In my gut, I don’t want to see Brett Kavanaugh confirmed—and not just because Donald Trump wants him on the Supreme Court—that was just the first strike. Listening to the compelling testimony against him was the final nail in the coffin. But my gut was not without its heartburn for feeling that way. I disliked myself for judging a matured man for the offenses of his youth. Even so, his declaration (“I am innocent of this charge”) sounded too much like the famous “I did not have sexual relations with that woman” line. This is not meant to read something into his statement that was not said! Quite the contrary, I think both statements stand for exactly what was said! Every single man on planet earth knew exactly what President Clinton meant by his carefully chosen words—that his penis had not entered her vagina—and he was not lying regardless of what the WASP conservative females claimed. But to me, Kavanaugh’s lead-in with “I am innocent . . .” sounds to me like he is couching this declaration with an implied (but obviously unsaid)  . . . in the eyes of the law . . . qualifier. The first thing that came to my mind when he declared his “innocen[ce]” was that he considered himself a youthful offender back then and therefore is “innocent” today. Equally palpable is a sense that he claims “innocen[ce]” today because “innocent” is the legal presumption until one is proven guilty at a trial by jury.

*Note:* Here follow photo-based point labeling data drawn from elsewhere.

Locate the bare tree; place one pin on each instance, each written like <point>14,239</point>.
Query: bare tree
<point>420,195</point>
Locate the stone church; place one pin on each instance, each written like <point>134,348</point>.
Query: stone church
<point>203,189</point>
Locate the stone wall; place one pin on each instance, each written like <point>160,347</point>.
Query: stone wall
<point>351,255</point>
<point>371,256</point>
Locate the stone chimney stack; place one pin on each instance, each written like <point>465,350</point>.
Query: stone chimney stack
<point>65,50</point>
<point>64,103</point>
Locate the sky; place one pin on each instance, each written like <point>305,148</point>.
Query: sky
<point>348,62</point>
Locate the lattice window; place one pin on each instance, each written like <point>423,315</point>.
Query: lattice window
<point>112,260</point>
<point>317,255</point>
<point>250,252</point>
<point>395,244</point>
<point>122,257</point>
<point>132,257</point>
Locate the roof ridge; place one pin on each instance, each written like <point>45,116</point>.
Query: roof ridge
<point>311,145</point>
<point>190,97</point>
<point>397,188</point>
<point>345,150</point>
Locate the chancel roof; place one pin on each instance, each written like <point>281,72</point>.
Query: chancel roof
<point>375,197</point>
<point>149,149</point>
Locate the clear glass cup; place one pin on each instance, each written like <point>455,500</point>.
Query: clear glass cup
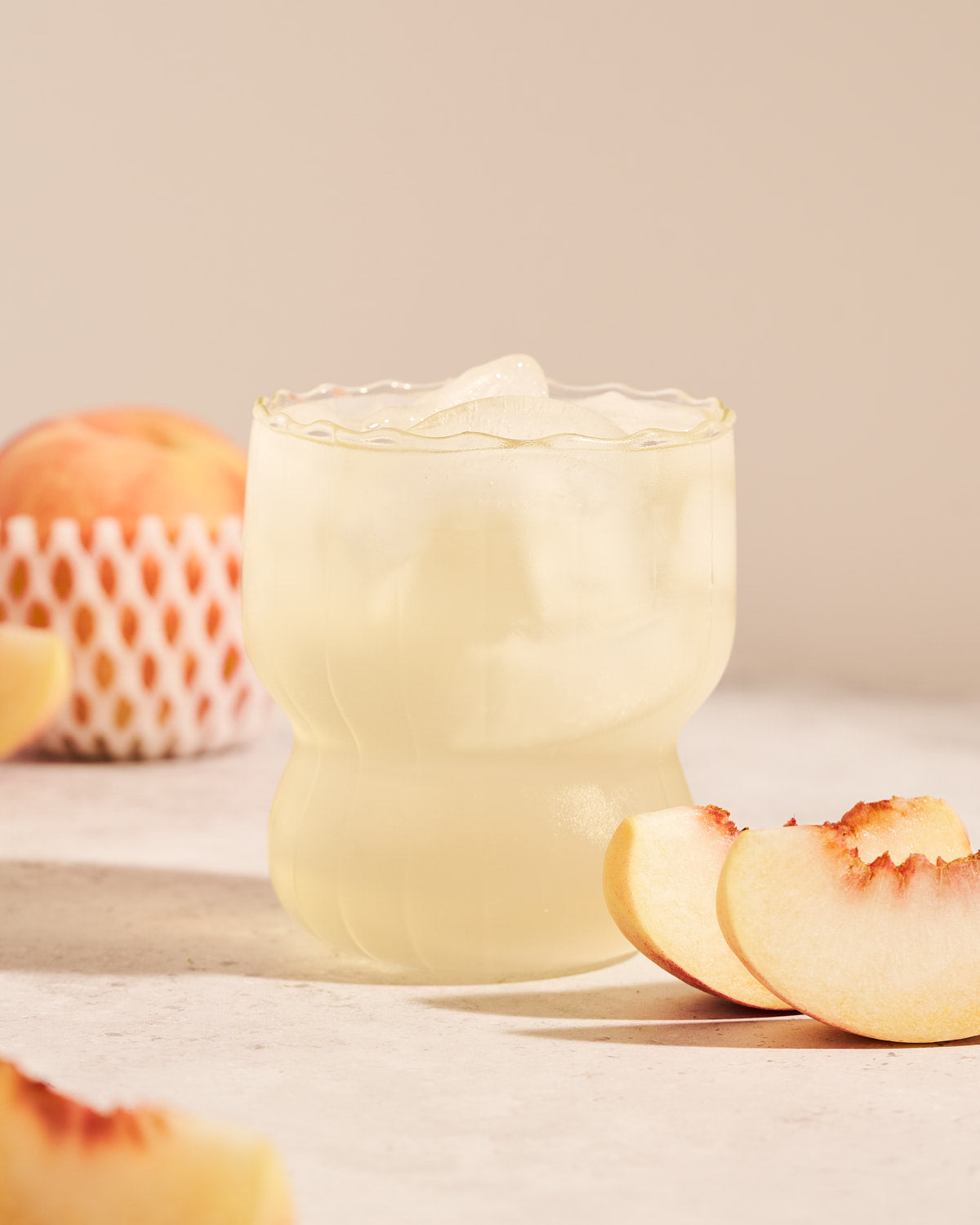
<point>487,649</point>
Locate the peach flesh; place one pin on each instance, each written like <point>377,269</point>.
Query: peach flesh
<point>881,950</point>
<point>65,1164</point>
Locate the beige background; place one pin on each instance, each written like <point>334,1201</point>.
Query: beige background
<point>772,201</point>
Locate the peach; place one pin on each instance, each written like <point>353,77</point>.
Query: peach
<point>662,872</point>
<point>65,1164</point>
<point>881,950</point>
<point>122,462</point>
<point>34,683</point>
<point>659,876</point>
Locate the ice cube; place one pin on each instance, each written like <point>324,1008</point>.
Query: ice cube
<point>519,418</point>
<point>635,414</point>
<point>514,375</point>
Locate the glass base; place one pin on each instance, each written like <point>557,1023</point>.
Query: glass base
<point>462,870</point>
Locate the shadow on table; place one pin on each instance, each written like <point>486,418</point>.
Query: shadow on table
<point>95,919</point>
<point>668,1000</point>
<point>664,1013</point>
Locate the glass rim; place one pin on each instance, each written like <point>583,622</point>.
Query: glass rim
<point>274,413</point>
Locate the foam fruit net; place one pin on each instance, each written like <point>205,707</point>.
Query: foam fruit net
<point>154,620</point>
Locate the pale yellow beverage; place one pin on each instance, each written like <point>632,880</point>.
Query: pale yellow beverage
<point>488,614</point>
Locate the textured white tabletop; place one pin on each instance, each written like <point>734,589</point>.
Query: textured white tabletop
<point>144,958</point>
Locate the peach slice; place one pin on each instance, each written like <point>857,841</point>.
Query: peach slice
<point>34,683</point>
<point>64,1164</point>
<point>662,870</point>
<point>661,876</point>
<point>884,951</point>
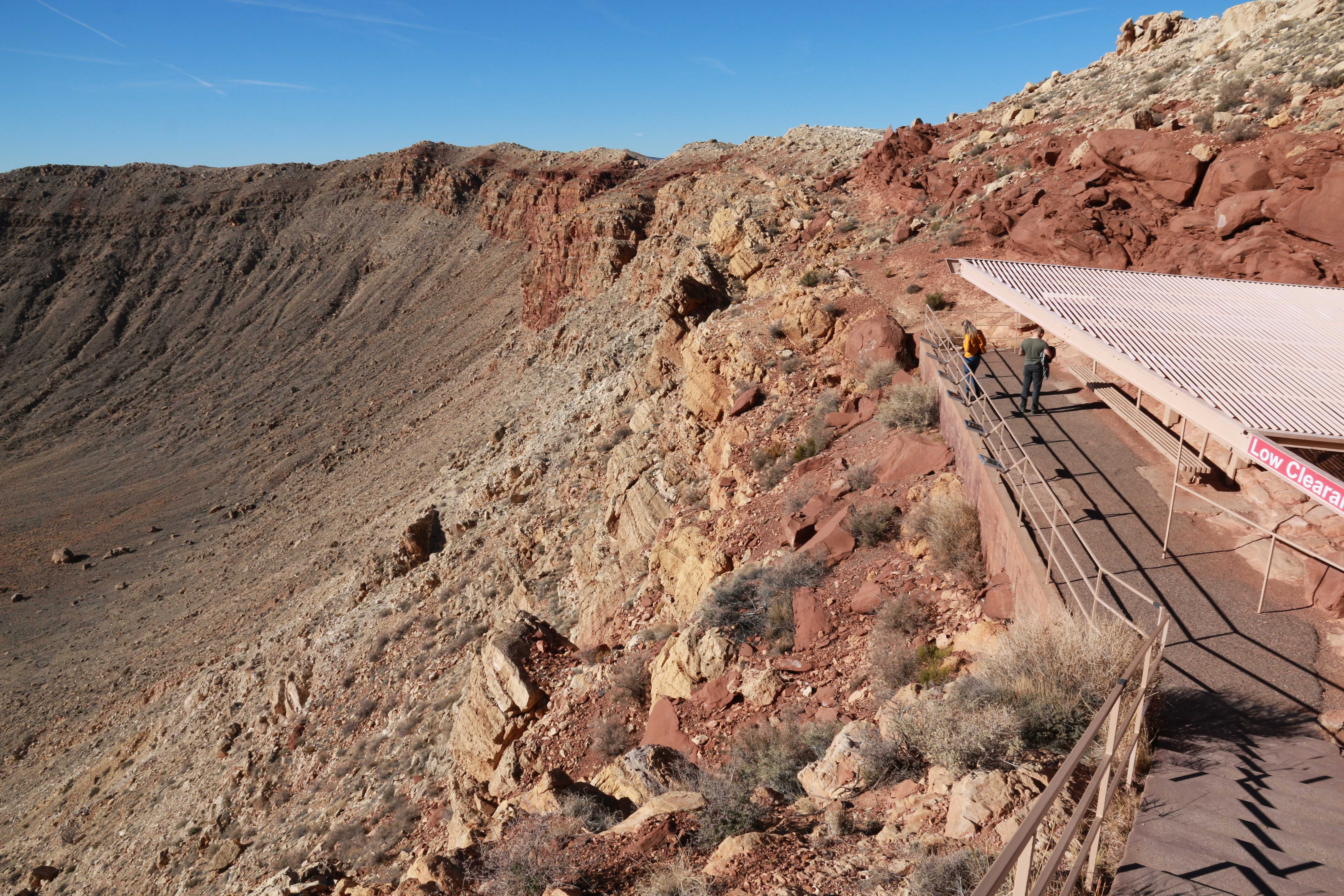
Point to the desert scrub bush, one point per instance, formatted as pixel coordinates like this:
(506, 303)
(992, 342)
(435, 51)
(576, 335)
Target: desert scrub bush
(873, 526)
(910, 406)
(862, 477)
(955, 874)
(1272, 96)
(609, 735)
(959, 734)
(526, 862)
(952, 527)
(741, 604)
(677, 879)
(1053, 673)
(1232, 93)
(878, 375)
(631, 678)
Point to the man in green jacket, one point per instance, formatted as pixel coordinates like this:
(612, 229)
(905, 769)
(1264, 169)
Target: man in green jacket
(1034, 351)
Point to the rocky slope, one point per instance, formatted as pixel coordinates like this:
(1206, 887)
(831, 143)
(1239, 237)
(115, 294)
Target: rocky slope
(394, 488)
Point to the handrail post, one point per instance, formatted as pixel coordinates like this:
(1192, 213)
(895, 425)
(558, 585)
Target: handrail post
(1171, 506)
(1022, 871)
(1269, 563)
(1101, 793)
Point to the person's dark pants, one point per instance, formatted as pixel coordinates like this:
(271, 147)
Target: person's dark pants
(1031, 379)
(972, 386)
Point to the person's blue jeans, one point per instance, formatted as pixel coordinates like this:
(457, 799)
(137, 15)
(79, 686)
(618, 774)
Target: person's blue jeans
(972, 386)
(1031, 379)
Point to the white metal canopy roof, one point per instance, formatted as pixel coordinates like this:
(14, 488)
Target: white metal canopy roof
(1238, 358)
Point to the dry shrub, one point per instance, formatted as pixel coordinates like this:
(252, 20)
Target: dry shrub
(631, 678)
(948, 874)
(880, 374)
(876, 524)
(678, 879)
(1054, 673)
(952, 527)
(959, 734)
(526, 862)
(760, 600)
(910, 406)
(609, 735)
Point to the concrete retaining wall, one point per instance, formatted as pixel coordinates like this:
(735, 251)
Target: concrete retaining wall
(1010, 554)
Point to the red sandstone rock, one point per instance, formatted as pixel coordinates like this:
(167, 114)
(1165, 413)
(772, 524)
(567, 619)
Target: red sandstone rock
(876, 339)
(909, 455)
(1240, 211)
(745, 401)
(1324, 585)
(1232, 174)
(999, 598)
(868, 598)
(810, 620)
(664, 729)
(832, 536)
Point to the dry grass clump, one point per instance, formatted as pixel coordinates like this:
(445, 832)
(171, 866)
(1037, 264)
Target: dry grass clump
(910, 406)
(609, 735)
(1054, 672)
(952, 527)
(955, 874)
(758, 601)
(526, 862)
(876, 524)
(769, 756)
(959, 734)
(678, 879)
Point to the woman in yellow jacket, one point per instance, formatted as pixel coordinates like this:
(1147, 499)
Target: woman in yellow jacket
(972, 347)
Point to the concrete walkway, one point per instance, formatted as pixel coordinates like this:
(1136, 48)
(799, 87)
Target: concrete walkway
(1222, 658)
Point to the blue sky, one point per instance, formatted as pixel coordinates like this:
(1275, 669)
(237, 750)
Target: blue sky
(230, 83)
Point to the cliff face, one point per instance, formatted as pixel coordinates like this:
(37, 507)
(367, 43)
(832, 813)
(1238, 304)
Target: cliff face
(389, 481)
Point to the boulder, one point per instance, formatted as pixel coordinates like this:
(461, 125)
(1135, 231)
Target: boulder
(975, 801)
(910, 455)
(1233, 174)
(644, 773)
(664, 727)
(876, 339)
(1240, 211)
(810, 620)
(837, 774)
(686, 563)
(1323, 585)
(721, 860)
(440, 871)
(1316, 214)
(745, 401)
(686, 660)
(658, 807)
(760, 687)
(832, 536)
(868, 598)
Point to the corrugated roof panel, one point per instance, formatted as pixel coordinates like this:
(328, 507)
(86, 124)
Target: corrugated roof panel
(1269, 355)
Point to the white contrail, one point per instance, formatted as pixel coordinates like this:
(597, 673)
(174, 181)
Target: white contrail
(62, 56)
(81, 23)
(1053, 15)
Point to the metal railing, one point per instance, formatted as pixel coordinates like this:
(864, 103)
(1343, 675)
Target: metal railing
(1038, 506)
(1121, 753)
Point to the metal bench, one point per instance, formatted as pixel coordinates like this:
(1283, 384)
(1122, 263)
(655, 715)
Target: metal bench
(1146, 424)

So did I think he in fact assaulted Christine Blasey-Ford? Yes, I did.

Did I think that an offense of his youth should disqualify him some thirty-plus years later? Not necessarily . . . and that is what caused my heartburn.

Today, however, I have a new take on it in the wake of Senator Susan Collins’ (R-ME) forty-minute speech on the Senate floor. It sounded to me as though Senator Collins also believes that Kavanaugh in fact perpetrated the alleged offense but that she (and she a woman no less!) justifies her endorsement on the basis that the evidence would not be sufficient to convict him if a trial had taken place. But this logic has a problem. See, if Kavanaugh had been tried and convicted, that would have disqualified him from service as a judge at any level even though the facts be ancient history. So how then is it any different if he were never tried? A conviction should not ensue lest an offense be found to have occurred. Yes, the disqualification flows from the conviction, but the conviction flows from the offense. Thus, disqualification does not flow at all without the offense. So if I/we am/are convinced that the offense in fact occurred, yes Kavanaugh should be disqualified from service as a Supreme Court justice. I do not suggest that we abandon the criteria of conviction but revoking one’s liberty and denying one’s confirmation are wholly different matters. I guess what I’m saying is that, as harsh as it is to hold a person accountable today for the unconvicted offenses of one’s youth is unpalatable, but I just can’t see the lack of a conviction as being the bright-line that Senator Collins would make it out to be.


N.B. – it flows naturally to ask why Kavanaugh should be permitted to continue serving as a federal judge in light of the foregoing. I think that he should not have been confirmed for any federal judgeship but since he was confirmed (albeit in ignorance of what is now known), it would seem that federal judges ight only be impeachable for conduct occurring while in office. Now, if it can be proven that Kavanaugh perjured himself before the Senate then that would be basis for impeachment, but short of that his current judgeship would seem to be safe.